Gujarati vigilante violence on Dalits sparks protest
The abused caste often lives in anguish, writes Mari Marcel Thekaekara.
In India, Dalits are killed over and over again. Every single day. Beaten, tortured, murdered, raped, stripped and paraded naked through the streets of their villages and towns, forced to drink urine, eat human excreta, humiliated in the most inhuman ways every single day in India. And with total impunity in most cases. These facts are not an exaggeration. They are statistics taken from police records and case files.

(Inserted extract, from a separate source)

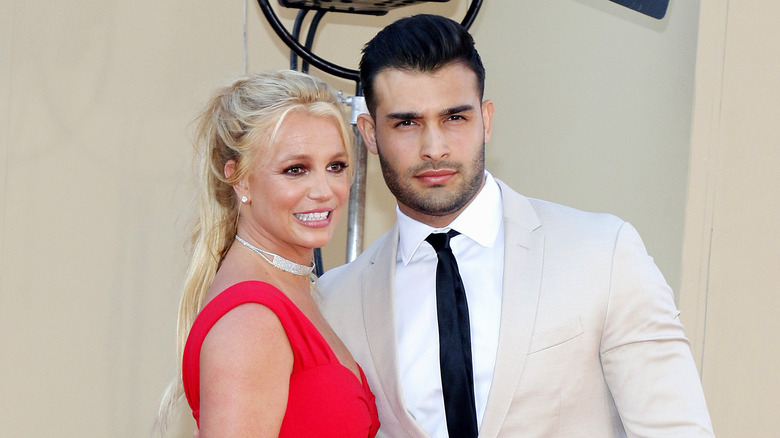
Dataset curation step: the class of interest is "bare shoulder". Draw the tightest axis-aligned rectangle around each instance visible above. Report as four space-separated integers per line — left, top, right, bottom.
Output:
200 303 293 436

On 11 July, four Dalit men were stripping the carcass of a dead cow – a job considered their prerogative for millennia. It has always been standard procedure for dominant caste farmers to summon Dalit men to dispose of dead bodies, both human and animal.
Dalits do the dirty work in cemeteries, morgues and cremation centres all over India. Dominant caste people in traditional villages, or indeed in most parts of India, would not dream of picking up a dead dog or cat. They consider this an act which would render them impure and defiled. So these men were just doing their normal duties. And for this, a Gujarati mob led by vigilante cow-protection activists decided to strip them naked, assault them with iron rods, tie their naked bodies to a jeep which then dragged the four to a nearby police station.

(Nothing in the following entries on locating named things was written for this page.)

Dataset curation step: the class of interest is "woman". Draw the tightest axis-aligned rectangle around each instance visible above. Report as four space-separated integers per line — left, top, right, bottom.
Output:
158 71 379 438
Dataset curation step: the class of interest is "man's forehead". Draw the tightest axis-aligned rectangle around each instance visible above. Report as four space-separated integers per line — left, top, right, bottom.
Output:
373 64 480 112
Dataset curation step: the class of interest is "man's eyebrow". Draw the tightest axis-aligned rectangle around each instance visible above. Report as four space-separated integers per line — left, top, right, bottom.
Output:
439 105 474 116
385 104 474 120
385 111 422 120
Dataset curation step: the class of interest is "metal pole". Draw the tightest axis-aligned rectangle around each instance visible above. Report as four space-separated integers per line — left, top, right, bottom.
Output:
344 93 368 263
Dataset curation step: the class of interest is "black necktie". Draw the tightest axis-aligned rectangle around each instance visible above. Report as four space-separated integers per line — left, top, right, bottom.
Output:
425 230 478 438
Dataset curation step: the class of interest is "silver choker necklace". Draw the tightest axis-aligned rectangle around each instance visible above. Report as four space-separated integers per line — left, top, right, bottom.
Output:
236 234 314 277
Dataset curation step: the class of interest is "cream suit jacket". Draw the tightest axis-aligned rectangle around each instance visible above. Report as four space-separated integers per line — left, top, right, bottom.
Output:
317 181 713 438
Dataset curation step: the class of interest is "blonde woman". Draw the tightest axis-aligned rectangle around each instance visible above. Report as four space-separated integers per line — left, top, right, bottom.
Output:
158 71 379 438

The irony, (not ironical at all for Dalits) is that they were mercilessly beaten for four hours just outside the police station. The cops, didn’t think it was necessary to intervene, or protect the victims. Very soon, a video of the vicious attack went viral on social media. Unprecedented protests erupted across Gujarat on 18 July. Protesters hurled rocks and stones, set alight public buses and in one district, seven Dalits including a well known politician, swallowed poison, in a highly publicised suicide attempt to highlight their cause. Several others followed suit.
This is the fist time that all dalits have joined together abandoning their party diktats. All politicians rush to the crime scene mouthing sympathetic platitudes though they do little for dalits when in power. But dalits have united in a previously unseen process to fight for justice.

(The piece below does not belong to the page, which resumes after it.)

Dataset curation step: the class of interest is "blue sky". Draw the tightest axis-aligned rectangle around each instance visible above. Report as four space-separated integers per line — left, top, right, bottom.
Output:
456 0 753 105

It’s very rarely, even in a violent Indian protest, that a policeman is killed. But a policemen was killed by a rock which was thrown at him. Within India, as in the US, the oppressed seem to be saying 'Enough!'. A Dalit leader says, 'We will not take this lying down any more. We have had enough of being abused, raped and murdered. This must stop!'
This is also the first time that the politicians have sided with the Dalits of Gujarat, uniting across party lines, abandoning the politics of the Congress, BJP and other less prominent parties to fight together for their own, personal, common cause. In a unique protest, they have hauled cow-carcasses in tractors and jeeps and dumped them in the centre of the road, in government offices and on official jeeps. They have promised to continue the protests till their demands are met.
It’s about time. Without unique and headline-grabbing action, the Dalit people, like Afro-American victims have never been taken seriously. I abhor the violence. I think to shoot down police is ghastly and cowardly. But having visited Dalit villages in every corner of my country, I can understand the fury and the anguish which has led to the protests.
Mahatma Gandhi, always the shrewd tactician and pragmatist, knew that the weak and powerless could never match the might of an oppressive police or army. He invented non-violent protest. But there is no charismatic leader to continue the non-violent battle. And so it goes on.